Thread: Storing large files in multiple schemas: BLOB or BYTEA
>Yeah, a pg_dump mode that dumped everything but large objects would be nice. There is option -b for pg_dump which controls whether large objects are dumped or no. The problem is that with option -b it dumps all large objects regardless of what schema you requested it to dump using option -n. Otherwise it works fine. >I'm now wondering about the idea of implementing a pg_dump option that >dumped large objects into a directory tree like > lobs/[loid]/[lob_md5] >and wrote out a restore script that loaded them using `lo_import`. > >During dumping temporary copies could be written to something like >lobs/[loid]/.tmp.nnnn with the md5 being calculated on the fly as the >byte stream is read. If the dumped file had the same md5 as the existing >one it'd just delete the tempfile; otherwise the tempfile would be >renamed to the calculated md5. > >That way incremental backup systems could manage the dumped LOB tree >without quite the same horrible degree of duplication as is currently >faced when using lo in the database with pg_dump. > >A last_modified timestamp on `pg_largeobject_metadata` would be even >better, allowing the cost of reading and discarding rarely-changed large >objects to be avoided. Definitely interesting idea with incremental backups.
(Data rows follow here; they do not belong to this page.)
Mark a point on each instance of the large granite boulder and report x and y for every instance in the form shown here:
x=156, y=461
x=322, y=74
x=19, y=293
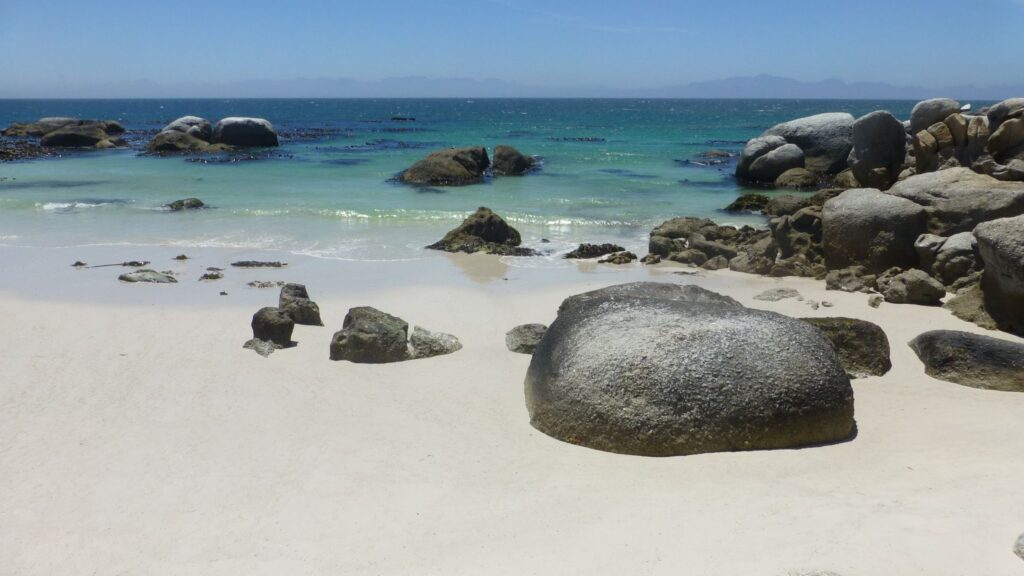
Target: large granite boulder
x=272, y=325
x=958, y=199
x=972, y=360
x=510, y=162
x=770, y=166
x=245, y=132
x=457, y=166
x=1000, y=245
x=483, y=232
x=861, y=345
x=630, y=372
x=879, y=149
x=294, y=300
x=930, y=112
x=865, y=227
x=192, y=125
x=824, y=138
x=371, y=336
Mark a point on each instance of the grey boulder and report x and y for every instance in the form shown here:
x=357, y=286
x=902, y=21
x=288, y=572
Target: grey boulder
x=972, y=360
x=657, y=376
x=865, y=227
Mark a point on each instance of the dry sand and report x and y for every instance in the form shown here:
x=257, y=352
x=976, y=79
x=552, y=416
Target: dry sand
x=139, y=438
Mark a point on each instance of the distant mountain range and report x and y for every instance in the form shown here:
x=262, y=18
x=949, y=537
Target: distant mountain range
x=762, y=86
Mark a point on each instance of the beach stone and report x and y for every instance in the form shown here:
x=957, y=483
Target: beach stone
x=861, y=345
x=619, y=258
x=425, y=343
x=510, y=162
x=246, y=132
x=879, y=144
x=523, y=338
x=483, y=232
x=776, y=294
x=824, y=138
x=174, y=141
x=868, y=228
x=958, y=199
x=770, y=166
x=928, y=113
x=294, y=300
x=193, y=125
x=1000, y=245
x=457, y=166
x=662, y=376
x=147, y=276
x=910, y=287
x=262, y=347
x=756, y=148
x=371, y=336
x=748, y=203
x=594, y=250
x=851, y=279
x=185, y=204
x=797, y=178
x=272, y=325
x=972, y=360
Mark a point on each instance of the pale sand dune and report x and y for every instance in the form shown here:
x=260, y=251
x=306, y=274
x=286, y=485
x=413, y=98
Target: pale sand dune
x=142, y=439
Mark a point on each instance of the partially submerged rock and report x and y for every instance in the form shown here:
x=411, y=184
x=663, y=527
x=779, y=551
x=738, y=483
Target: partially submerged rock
x=272, y=325
x=147, y=276
x=457, y=166
x=861, y=345
x=523, y=338
x=972, y=360
x=658, y=377
x=510, y=162
x=483, y=232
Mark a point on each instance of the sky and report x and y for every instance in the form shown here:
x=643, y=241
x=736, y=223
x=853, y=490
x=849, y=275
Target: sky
x=56, y=47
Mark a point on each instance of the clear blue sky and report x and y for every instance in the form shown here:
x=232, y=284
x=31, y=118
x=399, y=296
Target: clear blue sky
x=636, y=43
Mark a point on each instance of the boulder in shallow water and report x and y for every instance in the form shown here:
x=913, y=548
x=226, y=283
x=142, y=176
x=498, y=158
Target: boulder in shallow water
x=972, y=360
x=861, y=345
x=147, y=276
x=245, y=132
x=483, y=232
x=662, y=376
x=824, y=138
x=192, y=125
x=457, y=166
x=865, y=227
x=272, y=325
x=523, y=338
x=371, y=336
x=510, y=162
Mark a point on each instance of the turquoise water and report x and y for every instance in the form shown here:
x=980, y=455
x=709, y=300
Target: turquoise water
x=611, y=170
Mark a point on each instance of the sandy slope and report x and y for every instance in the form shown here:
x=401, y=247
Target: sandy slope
x=141, y=439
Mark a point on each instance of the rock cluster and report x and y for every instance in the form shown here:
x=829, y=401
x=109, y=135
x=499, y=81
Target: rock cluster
x=657, y=370
x=192, y=133
x=71, y=132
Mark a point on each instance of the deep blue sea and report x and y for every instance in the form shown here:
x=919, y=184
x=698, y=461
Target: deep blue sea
x=611, y=170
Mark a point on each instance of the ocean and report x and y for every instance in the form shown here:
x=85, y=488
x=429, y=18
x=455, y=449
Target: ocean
x=611, y=170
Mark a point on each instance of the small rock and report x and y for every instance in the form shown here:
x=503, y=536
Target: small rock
x=523, y=338
x=776, y=294
x=272, y=325
x=427, y=344
x=146, y=275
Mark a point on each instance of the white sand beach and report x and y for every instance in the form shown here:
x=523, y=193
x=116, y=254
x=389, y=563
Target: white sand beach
x=137, y=437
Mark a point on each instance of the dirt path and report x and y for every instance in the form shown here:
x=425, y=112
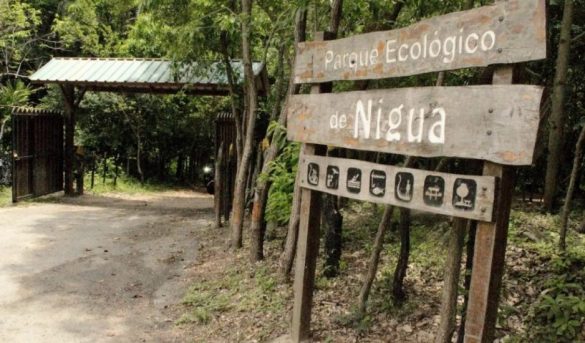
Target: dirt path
x=98, y=269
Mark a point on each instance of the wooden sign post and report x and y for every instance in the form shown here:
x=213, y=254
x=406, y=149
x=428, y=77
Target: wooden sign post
x=497, y=124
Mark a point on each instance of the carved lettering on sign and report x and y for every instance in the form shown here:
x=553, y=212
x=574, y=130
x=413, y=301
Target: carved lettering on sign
x=494, y=123
x=511, y=31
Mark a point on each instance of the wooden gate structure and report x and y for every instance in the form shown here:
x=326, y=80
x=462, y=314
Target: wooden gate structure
x=37, y=140
x=76, y=76
x=497, y=124
x=225, y=139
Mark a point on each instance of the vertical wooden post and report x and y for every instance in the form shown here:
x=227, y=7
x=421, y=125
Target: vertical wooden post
x=490, y=249
x=218, y=184
x=70, y=108
x=308, y=239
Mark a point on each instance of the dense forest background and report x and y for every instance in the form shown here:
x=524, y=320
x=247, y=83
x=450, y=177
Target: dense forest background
x=170, y=139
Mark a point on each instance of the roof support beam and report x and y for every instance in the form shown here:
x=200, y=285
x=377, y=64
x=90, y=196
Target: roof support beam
x=72, y=102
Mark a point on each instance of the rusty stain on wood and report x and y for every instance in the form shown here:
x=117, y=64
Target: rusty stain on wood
x=494, y=123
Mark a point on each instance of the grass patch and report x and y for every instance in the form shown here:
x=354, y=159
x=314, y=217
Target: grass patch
x=5, y=196
x=125, y=185
x=240, y=289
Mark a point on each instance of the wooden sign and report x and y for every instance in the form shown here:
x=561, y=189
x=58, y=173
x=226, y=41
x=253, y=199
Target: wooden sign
x=508, y=32
x=454, y=195
x=494, y=123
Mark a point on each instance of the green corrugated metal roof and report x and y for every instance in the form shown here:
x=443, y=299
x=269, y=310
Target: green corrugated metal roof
x=140, y=74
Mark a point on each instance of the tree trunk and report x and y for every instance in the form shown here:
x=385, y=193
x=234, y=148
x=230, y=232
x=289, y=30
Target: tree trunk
x=239, y=204
x=3, y=126
x=262, y=188
x=398, y=292
x=116, y=170
x=570, y=190
x=333, y=221
x=218, y=185
x=105, y=169
x=557, y=116
x=331, y=216
x=290, y=246
x=258, y=224
x=138, y=158
x=451, y=281
x=376, y=250
x=470, y=252
x=233, y=96
x=374, y=259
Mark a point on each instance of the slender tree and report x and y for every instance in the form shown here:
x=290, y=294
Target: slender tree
x=571, y=190
x=558, y=116
x=331, y=215
x=239, y=202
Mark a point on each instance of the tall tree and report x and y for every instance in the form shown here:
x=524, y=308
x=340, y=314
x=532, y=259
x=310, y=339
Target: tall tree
x=558, y=117
x=570, y=190
x=239, y=202
x=331, y=215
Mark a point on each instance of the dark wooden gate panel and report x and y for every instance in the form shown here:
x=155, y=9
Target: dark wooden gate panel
x=37, y=153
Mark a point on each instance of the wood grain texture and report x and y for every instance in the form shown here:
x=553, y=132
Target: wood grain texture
x=490, y=249
x=508, y=32
x=444, y=201
x=494, y=123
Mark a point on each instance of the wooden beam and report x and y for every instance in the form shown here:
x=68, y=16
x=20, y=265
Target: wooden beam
x=69, y=119
x=490, y=249
x=308, y=242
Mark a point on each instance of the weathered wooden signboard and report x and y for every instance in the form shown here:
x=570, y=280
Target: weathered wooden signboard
x=508, y=32
x=497, y=124
x=461, y=195
x=494, y=123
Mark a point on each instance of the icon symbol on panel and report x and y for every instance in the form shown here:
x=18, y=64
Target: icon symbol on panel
x=464, y=194
x=332, y=181
x=354, y=180
x=404, y=186
x=313, y=174
x=434, y=190
x=378, y=183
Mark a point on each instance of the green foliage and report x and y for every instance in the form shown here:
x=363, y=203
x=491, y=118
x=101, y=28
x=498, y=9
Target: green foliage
x=13, y=94
x=123, y=184
x=559, y=313
x=282, y=173
x=18, y=25
x=234, y=291
x=95, y=27
x=5, y=196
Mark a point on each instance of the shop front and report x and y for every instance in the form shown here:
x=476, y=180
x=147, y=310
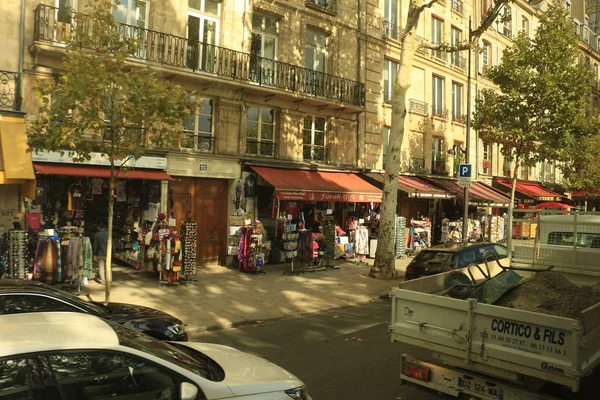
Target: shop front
x=201, y=194
x=287, y=208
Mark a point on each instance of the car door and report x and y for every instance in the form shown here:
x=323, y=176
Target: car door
x=19, y=303
x=20, y=379
x=99, y=375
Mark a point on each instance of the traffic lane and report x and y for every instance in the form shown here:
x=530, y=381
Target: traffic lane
x=340, y=354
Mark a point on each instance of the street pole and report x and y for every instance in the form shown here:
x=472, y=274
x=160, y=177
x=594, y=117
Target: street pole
x=467, y=142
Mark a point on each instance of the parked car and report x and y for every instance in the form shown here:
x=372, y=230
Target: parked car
x=18, y=296
x=66, y=356
x=446, y=257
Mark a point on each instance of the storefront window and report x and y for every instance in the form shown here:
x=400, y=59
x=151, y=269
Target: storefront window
x=198, y=128
x=260, y=133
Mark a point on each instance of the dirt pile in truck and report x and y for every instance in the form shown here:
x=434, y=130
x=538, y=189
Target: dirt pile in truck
x=551, y=293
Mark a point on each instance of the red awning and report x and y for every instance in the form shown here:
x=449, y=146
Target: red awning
x=293, y=184
x=480, y=194
x=415, y=187
x=99, y=172
x=534, y=190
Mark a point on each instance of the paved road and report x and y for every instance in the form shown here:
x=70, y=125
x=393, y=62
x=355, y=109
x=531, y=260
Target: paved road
x=343, y=354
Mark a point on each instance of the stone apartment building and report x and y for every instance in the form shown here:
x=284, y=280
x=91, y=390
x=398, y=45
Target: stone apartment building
x=301, y=84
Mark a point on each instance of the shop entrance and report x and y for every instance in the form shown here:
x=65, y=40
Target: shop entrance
x=206, y=201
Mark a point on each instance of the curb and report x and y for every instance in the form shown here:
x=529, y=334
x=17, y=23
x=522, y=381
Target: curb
x=237, y=324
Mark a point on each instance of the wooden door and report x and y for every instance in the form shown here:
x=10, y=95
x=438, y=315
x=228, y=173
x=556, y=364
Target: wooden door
x=211, y=215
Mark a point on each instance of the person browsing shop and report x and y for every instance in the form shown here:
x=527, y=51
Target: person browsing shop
x=99, y=244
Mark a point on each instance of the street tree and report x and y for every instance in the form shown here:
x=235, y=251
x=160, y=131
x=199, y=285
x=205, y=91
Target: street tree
x=384, y=266
x=538, y=110
x=101, y=103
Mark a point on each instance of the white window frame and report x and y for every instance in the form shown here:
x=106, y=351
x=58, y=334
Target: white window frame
x=312, y=138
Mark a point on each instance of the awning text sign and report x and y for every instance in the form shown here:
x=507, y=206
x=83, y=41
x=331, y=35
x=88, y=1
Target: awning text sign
x=306, y=195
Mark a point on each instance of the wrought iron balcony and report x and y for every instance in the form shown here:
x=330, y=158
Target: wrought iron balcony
x=418, y=107
x=260, y=148
x=209, y=59
x=457, y=5
x=10, y=91
x=202, y=143
x=329, y=6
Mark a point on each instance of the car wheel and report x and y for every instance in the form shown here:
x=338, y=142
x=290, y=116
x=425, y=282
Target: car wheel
x=454, y=278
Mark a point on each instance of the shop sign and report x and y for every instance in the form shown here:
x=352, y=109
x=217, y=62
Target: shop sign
x=329, y=196
x=100, y=159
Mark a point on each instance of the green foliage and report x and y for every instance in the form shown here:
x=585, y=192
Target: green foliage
x=539, y=111
x=102, y=103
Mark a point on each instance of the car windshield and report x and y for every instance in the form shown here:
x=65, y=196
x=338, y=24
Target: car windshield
x=433, y=257
x=97, y=308
x=184, y=357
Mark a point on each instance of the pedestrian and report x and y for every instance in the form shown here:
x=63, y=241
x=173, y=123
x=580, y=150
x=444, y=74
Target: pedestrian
x=99, y=243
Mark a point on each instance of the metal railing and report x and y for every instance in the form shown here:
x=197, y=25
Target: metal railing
x=314, y=153
x=208, y=58
x=260, y=148
x=457, y=5
x=10, y=91
x=418, y=107
x=203, y=143
x=326, y=5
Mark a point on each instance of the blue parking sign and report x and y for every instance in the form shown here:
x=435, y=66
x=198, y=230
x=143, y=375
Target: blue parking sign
x=464, y=170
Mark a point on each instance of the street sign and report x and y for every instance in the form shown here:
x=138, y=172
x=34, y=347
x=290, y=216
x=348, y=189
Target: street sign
x=464, y=171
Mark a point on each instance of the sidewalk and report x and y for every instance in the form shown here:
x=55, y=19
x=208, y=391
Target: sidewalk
x=224, y=297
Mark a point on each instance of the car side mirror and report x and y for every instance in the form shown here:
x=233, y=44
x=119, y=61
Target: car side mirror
x=188, y=391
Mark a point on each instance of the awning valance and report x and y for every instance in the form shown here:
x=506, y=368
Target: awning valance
x=533, y=190
x=480, y=194
x=415, y=187
x=99, y=172
x=301, y=185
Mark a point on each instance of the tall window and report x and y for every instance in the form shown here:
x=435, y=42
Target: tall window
x=455, y=38
x=386, y=144
x=314, y=138
x=260, y=133
x=390, y=72
x=263, y=49
x=525, y=25
x=486, y=154
x=132, y=12
x=203, y=34
x=198, y=128
x=457, y=90
x=390, y=16
x=438, y=161
x=437, y=34
x=315, y=61
x=438, y=97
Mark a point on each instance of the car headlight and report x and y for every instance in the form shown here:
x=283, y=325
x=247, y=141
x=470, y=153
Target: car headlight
x=177, y=329
x=298, y=393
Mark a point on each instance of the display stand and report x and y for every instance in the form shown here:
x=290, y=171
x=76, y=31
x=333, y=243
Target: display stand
x=189, y=232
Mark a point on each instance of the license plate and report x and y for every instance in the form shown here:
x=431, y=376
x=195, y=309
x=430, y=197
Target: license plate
x=478, y=386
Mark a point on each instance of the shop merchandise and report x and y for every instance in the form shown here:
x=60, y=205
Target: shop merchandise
x=75, y=197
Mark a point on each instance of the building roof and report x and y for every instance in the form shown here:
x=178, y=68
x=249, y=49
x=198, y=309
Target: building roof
x=31, y=332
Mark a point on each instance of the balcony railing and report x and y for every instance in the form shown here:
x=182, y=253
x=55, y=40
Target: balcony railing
x=439, y=112
x=314, y=153
x=208, y=58
x=10, y=91
x=202, y=143
x=329, y=6
x=260, y=148
x=457, y=5
x=418, y=107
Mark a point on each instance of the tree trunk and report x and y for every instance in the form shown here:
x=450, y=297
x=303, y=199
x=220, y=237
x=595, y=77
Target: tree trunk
x=111, y=205
x=511, y=206
x=385, y=257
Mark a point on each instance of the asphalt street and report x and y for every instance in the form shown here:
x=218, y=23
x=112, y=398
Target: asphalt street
x=342, y=354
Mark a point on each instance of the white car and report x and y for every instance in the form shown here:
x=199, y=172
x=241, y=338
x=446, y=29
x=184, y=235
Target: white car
x=72, y=356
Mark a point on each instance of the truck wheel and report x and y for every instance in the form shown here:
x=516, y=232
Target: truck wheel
x=458, y=278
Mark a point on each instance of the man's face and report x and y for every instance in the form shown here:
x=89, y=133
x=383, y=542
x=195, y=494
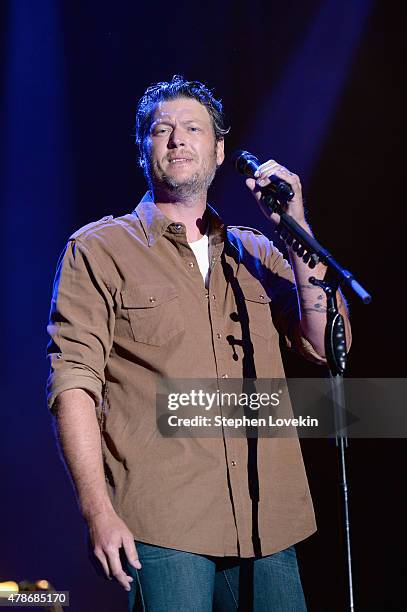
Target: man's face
x=181, y=152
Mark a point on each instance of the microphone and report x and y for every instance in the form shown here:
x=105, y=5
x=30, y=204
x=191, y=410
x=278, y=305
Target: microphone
x=247, y=164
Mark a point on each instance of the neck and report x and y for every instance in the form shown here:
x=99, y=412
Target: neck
x=189, y=211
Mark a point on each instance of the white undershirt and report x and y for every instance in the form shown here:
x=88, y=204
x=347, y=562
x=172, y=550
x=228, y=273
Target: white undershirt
x=200, y=249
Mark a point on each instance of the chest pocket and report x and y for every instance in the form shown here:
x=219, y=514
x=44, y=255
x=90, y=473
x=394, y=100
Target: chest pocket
x=154, y=313
x=258, y=308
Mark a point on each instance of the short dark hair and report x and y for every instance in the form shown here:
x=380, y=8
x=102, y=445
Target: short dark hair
x=178, y=87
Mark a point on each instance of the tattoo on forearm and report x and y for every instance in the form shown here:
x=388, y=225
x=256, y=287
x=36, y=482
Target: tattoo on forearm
x=314, y=308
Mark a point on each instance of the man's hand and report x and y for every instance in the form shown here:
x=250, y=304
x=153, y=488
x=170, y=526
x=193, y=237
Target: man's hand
x=108, y=533
x=295, y=207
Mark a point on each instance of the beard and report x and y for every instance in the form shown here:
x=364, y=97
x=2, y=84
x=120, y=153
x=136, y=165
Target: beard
x=196, y=184
x=183, y=189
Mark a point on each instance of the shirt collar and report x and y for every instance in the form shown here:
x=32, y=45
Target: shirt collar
x=155, y=223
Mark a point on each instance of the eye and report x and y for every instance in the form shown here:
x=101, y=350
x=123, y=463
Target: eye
x=160, y=130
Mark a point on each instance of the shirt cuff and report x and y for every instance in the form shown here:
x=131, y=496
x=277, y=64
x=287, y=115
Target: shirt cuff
x=63, y=383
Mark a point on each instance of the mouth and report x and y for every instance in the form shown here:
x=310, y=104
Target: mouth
x=179, y=160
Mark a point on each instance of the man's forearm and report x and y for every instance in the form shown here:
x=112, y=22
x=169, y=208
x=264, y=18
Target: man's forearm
x=313, y=303
x=79, y=437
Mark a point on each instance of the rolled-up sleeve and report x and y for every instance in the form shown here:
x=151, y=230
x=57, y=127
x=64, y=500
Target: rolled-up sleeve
x=81, y=325
x=285, y=306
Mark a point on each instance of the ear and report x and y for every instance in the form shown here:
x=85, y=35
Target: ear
x=220, y=152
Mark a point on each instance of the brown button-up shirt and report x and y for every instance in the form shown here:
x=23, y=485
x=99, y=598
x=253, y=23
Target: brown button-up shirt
x=127, y=307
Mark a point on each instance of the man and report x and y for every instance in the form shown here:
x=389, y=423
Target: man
x=184, y=523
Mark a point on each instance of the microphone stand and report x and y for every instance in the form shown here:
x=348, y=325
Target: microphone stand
x=311, y=252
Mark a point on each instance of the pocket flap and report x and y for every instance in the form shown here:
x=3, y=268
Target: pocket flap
x=148, y=296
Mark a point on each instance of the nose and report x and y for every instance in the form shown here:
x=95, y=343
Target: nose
x=177, y=138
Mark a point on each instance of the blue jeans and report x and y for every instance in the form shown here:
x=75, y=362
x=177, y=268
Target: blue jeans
x=175, y=581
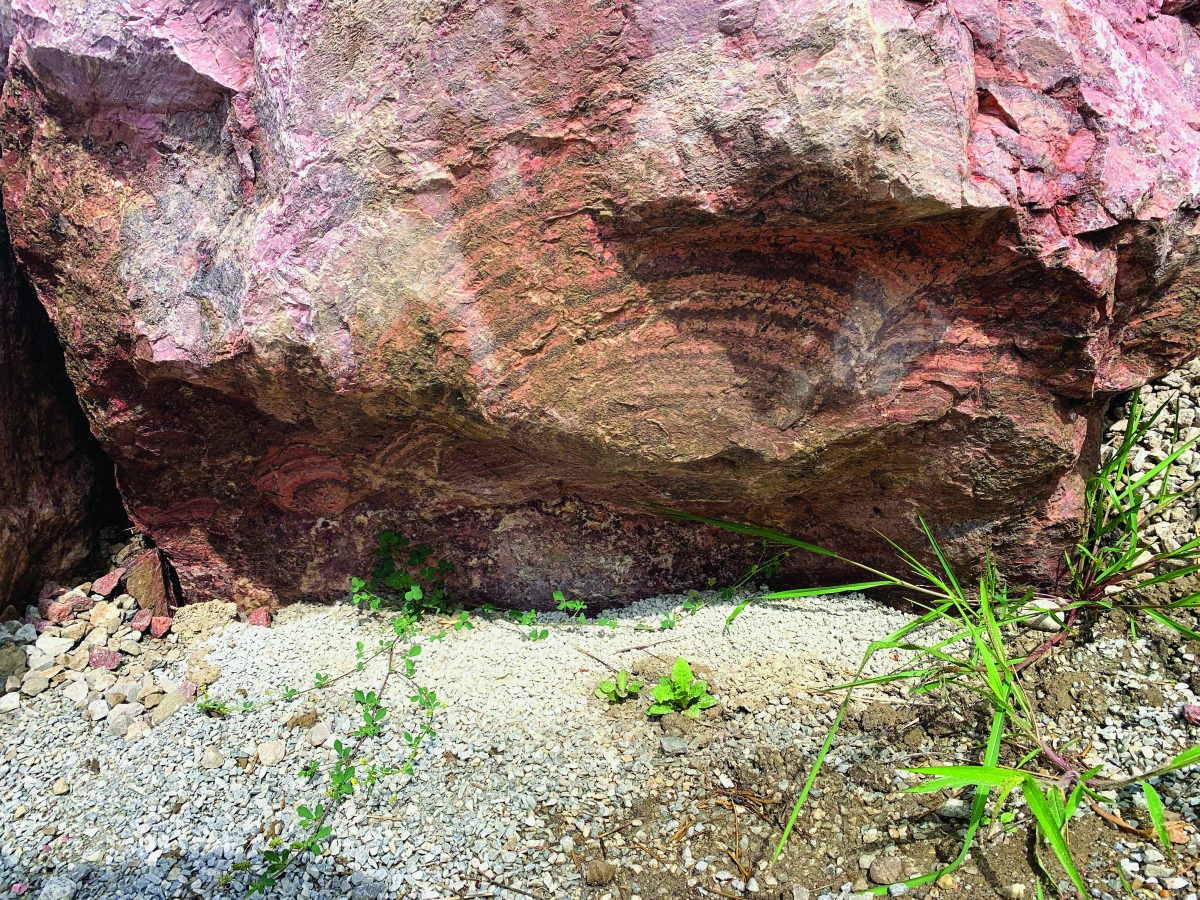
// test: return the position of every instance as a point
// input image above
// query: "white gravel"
(528, 768)
(522, 747)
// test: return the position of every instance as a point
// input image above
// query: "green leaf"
(954, 777)
(1188, 757)
(1173, 624)
(1157, 816)
(737, 611)
(1053, 831)
(681, 673)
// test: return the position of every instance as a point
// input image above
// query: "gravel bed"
(522, 747)
(534, 785)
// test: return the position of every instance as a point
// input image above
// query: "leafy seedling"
(681, 693)
(575, 610)
(619, 689)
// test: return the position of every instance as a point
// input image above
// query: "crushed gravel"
(534, 785)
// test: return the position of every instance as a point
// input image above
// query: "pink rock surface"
(107, 583)
(51, 469)
(489, 275)
(141, 621)
(103, 658)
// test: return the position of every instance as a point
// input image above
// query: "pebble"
(99, 709)
(600, 873)
(673, 747)
(887, 870)
(271, 753)
(58, 888)
(211, 759)
(319, 733)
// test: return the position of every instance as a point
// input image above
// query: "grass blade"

>I believe the general consensus around here is to not do that, if you can avoid it. File systems are much better equipped to handle files of that magnitude, especially when it comes to retrieving them, scanning >through their contents, or really, any access pattern aside from simple storage.
>
>You're better off storing the blob on disk somewhere and storing a row that refers to its location. Either key pieces for a naming scheme or the full path.
>
>This is especially true if you mean to later access that data with PHP.
>
>--
>Shaun Thomas
Using files stored outside the database creates all sorts of problems. For starters you lose ACID guaranties. I would prefer to keep them in database. We did a lot of experiments with Large Objects and they really worked fine (stored hundreds of LOBs ranging from a few MB up to 1GB). Postgres does a really good job with Large Objects. If it was not the pg_dump problem I would not hesitate to use LOBs.